The Tax Relief, Unemployment Insurance Reauthorization and Job Creation Act of 2010 is a true piece of compromise legislation. There is a little something for many interest groups in the law. The key factor which it accomplishes is the continuation of marginal income tax rates at their current level for another two years. What after that–who knows? It also expands the federal deficit due to the many subsidies and credits contained in it. Congress needs to adopt an attitude which motivates it to act in the best interest of the entire country rather that taking steps to cater to special interests in their districts or financial support universe.

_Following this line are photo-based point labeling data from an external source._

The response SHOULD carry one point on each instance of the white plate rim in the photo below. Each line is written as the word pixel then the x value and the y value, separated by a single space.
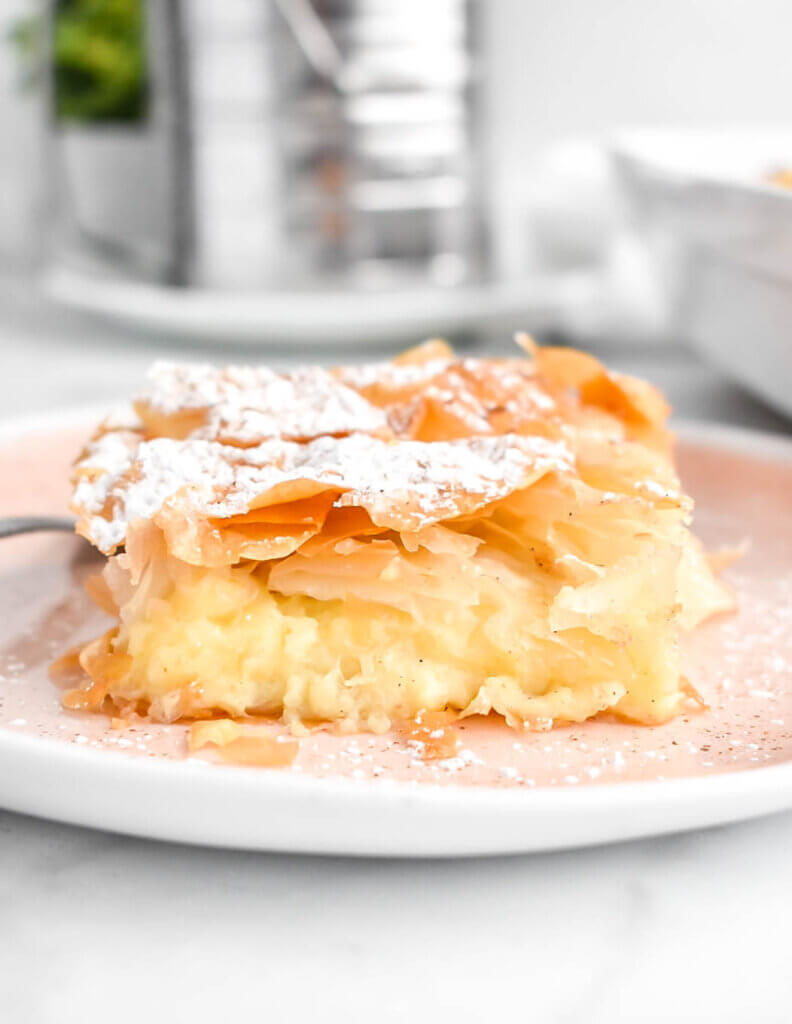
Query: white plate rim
pixel 243 808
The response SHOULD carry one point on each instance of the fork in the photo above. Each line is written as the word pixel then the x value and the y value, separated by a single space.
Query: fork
pixel 14 525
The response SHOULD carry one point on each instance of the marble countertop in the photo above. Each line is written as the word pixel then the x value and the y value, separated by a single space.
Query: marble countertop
pixel 95 927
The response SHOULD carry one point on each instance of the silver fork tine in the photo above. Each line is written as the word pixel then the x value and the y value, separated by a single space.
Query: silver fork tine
pixel 31 524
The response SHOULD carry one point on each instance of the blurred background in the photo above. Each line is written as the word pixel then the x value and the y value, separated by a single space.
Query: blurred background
pixel 297 179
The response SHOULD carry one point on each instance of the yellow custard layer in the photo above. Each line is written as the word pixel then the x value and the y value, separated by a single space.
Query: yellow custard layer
pixel 371 632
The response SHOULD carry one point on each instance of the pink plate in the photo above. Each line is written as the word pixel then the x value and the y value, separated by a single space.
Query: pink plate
pixel 503 792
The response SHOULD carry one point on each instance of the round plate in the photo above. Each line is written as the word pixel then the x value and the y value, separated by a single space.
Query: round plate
pixel 316 318
pixel 506 792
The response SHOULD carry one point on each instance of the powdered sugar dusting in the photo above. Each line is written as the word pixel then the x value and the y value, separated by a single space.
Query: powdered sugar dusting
pixel 402 484
pixel 248 404
pixel 741 664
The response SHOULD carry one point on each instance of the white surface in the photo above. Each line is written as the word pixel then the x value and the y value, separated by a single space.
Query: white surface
pixel 243 808
pixel 316 318
pixel 722 238
pixel 691 928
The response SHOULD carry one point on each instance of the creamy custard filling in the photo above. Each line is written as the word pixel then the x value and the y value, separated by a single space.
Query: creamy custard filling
pixel 508 537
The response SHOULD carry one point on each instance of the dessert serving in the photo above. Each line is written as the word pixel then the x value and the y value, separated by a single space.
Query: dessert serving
pixel 369 545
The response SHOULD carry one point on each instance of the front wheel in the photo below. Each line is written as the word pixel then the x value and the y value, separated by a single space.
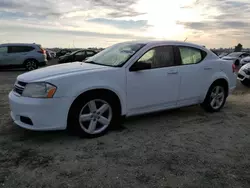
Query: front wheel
pixel 92 116
pixel 215 99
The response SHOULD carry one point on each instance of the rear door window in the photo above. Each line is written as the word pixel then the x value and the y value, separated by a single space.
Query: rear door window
pixel 191 55
pixel 20 49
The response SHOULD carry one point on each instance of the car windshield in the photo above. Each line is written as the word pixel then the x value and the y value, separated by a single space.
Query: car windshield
pixel 234 54
pixel 115 55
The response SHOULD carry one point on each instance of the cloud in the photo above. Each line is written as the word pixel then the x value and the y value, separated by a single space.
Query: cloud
pixel 229 15
pixel 123 24
pixel 62 7
pixel 20 28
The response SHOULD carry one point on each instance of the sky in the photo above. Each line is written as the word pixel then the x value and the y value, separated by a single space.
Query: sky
pixel 101 23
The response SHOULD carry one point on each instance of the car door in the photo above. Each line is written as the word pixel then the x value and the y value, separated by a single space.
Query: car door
pixel 4 56
pixel 195 73
pixel 80 56
pixel 17 54
pixel 156 87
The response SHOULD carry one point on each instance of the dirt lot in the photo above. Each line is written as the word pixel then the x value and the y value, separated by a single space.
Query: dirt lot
pixel 180 148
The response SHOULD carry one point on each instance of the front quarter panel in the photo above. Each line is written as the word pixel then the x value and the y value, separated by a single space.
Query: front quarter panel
pixel 74 85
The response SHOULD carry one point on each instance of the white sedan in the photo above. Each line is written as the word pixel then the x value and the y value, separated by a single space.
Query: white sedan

Given the fact that most of us will be filing our income tax returns in the next few months, I thought I would list the contents of a great article found in Kiplinger December 2010 written by Joy Taylor on “IRS Audit Red Flags”. To avoid an audit of you tax return avoid the following:
1. failure to report taxable income
2. claiming the home-buyer credit improperly
3. claiming large charitable deductions
4. taking the home office deduction
5. poor documentation of business meals and travel
6. claiming 100% business use of a vehicle
7. claiming hobby loss
8. poor records for cash based businesses
9. failure to report a foreign bank account
10. engaging in currency transactions
11. math errors
12. takeing larger than average deductions.
Well, a HAPPY NEW YEAR to all!!
For the Record:
DOWJIA 11,577.51
NASDAQ 2,652.87
S%P 500 1,257.64
Suggested Reading:
“Leading Quietly” by Joseph L. Badaracco Jr.